Gay men in New York City who test positive for HIV through self-test kits typically promptly seek laboratory testing to confirm the result and get linked to care for the virus, aidsmap reports. A recent study of behavior patterns associated with the use of self-test kits also found that their $40 price tag likely puts them out of reach of various high-risk demographics.
Through a New York City Department of Health and Mental Hygiene program staff will reach out to locals who test positive for HIV and offer to contact their recent sexual partners and refer them to testing services.
Staff at this program interviewed 8,032 individuals newly diagnosed through a lab test between January 2013 and August 2016. A total of 127 (2 percent) of them reported having previously used an HIV self-test. Two-thirds of these individuals reported testing positive on that self-test, while the remainder said that the last time they used such a test they tested negative for the virus.
Of those who provided an approximate date of the last time they self-tested, 89 percent of those who tested positive on that test proceeded to get a lab HIV test within one month.
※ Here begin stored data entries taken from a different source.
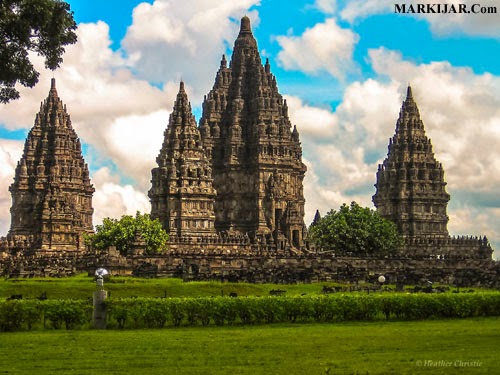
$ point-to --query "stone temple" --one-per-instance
(229, 190)
(51, 193)
(241, 170)
(411, 191)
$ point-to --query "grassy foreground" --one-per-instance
(425, 347)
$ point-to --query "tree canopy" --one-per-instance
(122, 233)
(355, 230)
(43, 27)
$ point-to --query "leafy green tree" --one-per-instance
(355, 230)
(43, 27)
(121, 234)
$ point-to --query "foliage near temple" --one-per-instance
(127, 231)
(355, 231)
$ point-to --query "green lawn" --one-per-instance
(468, 346)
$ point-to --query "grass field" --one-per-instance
(468, 346)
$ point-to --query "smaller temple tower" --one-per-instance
(182, 195)
(410, 182)
(51, 193)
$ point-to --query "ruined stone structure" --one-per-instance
(254, 154)
(51, 193)
(182, 196)
(230, 193)
(411, 192)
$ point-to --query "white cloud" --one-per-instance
(120, 116)
(172, 40)
(10, 153)
(441, 24)
(111, 199)
(461, 114)
(326, 47)
(326, 6)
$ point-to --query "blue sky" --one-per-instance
(342, 65)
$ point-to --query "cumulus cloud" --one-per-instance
(481, 24)
(120, 116)
(326, 6)
(326, 47)
(167, 34)
(10, 153)
(461, 114)
(112, 199)
(115, 110)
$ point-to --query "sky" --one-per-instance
(343, 67)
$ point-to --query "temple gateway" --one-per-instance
(229, 191)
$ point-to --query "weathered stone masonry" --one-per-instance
(230, 193)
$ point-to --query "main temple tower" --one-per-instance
(51, 193)
(256, 154)
(410, 182)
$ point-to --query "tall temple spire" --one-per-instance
(246, 133)
(245, 27)
(181, 195)
(410, 182)
(51, 193)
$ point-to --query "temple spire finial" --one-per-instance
(53, 90)
(245, 27)
(409, 94)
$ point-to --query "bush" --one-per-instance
(160, 312)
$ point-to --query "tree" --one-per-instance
(355, 230)
(43, 27)
(121, 234)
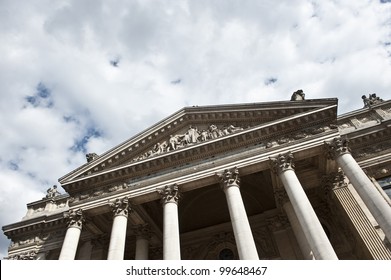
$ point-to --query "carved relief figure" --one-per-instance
(298, 95)
(52, 192)
(371, 100)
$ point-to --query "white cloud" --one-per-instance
(216, 51)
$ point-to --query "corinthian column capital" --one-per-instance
(121, 207)
(282, 162)
(170, 194)
(74, 218)
(229, 177)
(337, 147)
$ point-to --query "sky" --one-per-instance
(83, 76)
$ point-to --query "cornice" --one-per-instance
(272, 134)
(34, 225)
(193, 176)
(243, 114)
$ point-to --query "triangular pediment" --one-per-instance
(201, 127)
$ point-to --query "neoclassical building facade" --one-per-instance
(283, 180)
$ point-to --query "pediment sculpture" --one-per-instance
(193, 135)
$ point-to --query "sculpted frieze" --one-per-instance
(193, 135)
(29, 255)
(197, 136)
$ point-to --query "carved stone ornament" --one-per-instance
(282, 162)
(193, 135)
(170, 194)
(52, 192)
(337, 147)
(91, 156)
(333, 181)
(229, 177)
(30, 255)
(371, 100)
(74, 218)
(298, 95)
(121, 207)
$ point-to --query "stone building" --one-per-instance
(275, 180)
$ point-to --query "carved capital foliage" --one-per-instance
(121, 207)
(282, 162)
(229, 177)
(170, 193)
(74, 218)
(337, 147)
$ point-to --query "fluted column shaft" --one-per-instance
(305, 248)
(372, 198)
(171, 242)
(118, 231)
(310, 224)
(241, 226)
(143, 235)
(72, 236)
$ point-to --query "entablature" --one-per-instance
(270, 135)
(225, 118)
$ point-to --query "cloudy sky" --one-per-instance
(83, 76)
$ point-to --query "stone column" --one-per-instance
(377, 205)
(171, 243)
(311, 226)
(143, 234)
(85, 251)
(342, 198)
(72, 236)
(305, 248)
(242, 231)
(120, 209)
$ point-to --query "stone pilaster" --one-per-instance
(340, 194)
(339, 151)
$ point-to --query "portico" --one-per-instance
(239, 182)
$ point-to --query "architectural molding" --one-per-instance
(282, 162)
(170, 194)
(337, 147)
(121, 207)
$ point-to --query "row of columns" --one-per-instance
(311, 237)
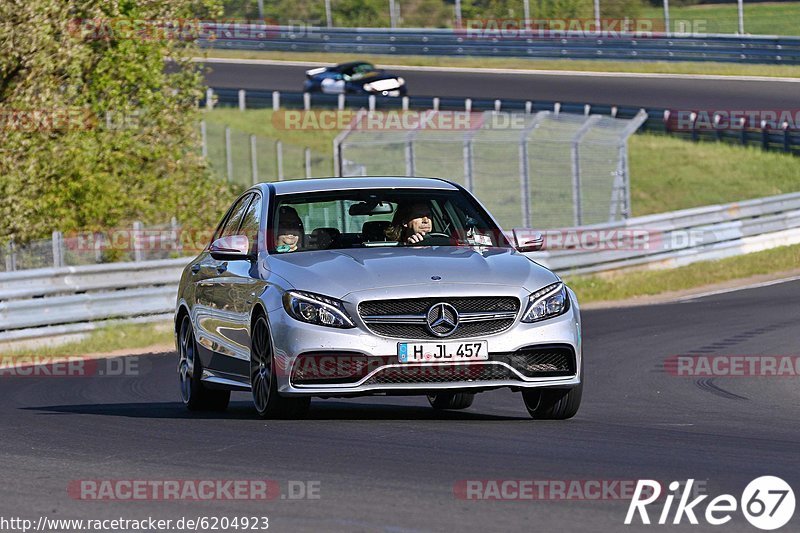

Thirty-nine percent of those who said their last self-test was negative for the virus got a lab test within a month of that result.
Ninety-one percent of those interviewed who said they self-tested were linked to HIV medical care within three months of the lab test confirming their positive diagnosis, compared with 81 percent of those who did not use self-testing.
Those who self-tested were more likely than those who did not self-test to: be male (96 percent vs. 78 percent), be men who have sex with men (MSM) (92 percent vs. 58 percent), report having anal sex during the 12 months prior to their HIV diagnosis (58 percent vs. 34 percent), be white (46 percent vs. 16 percent), have a college degree or more education (67 percent vs. 35 percent) and live in ZIP codes with medium to high income levels (51 percent vs. 44 percent).
The researchers stated that these findings support their conclusion that the $40 cost of self-testing is prohibitive for many people at high risk of HIV, including young Black MSM and Latinos.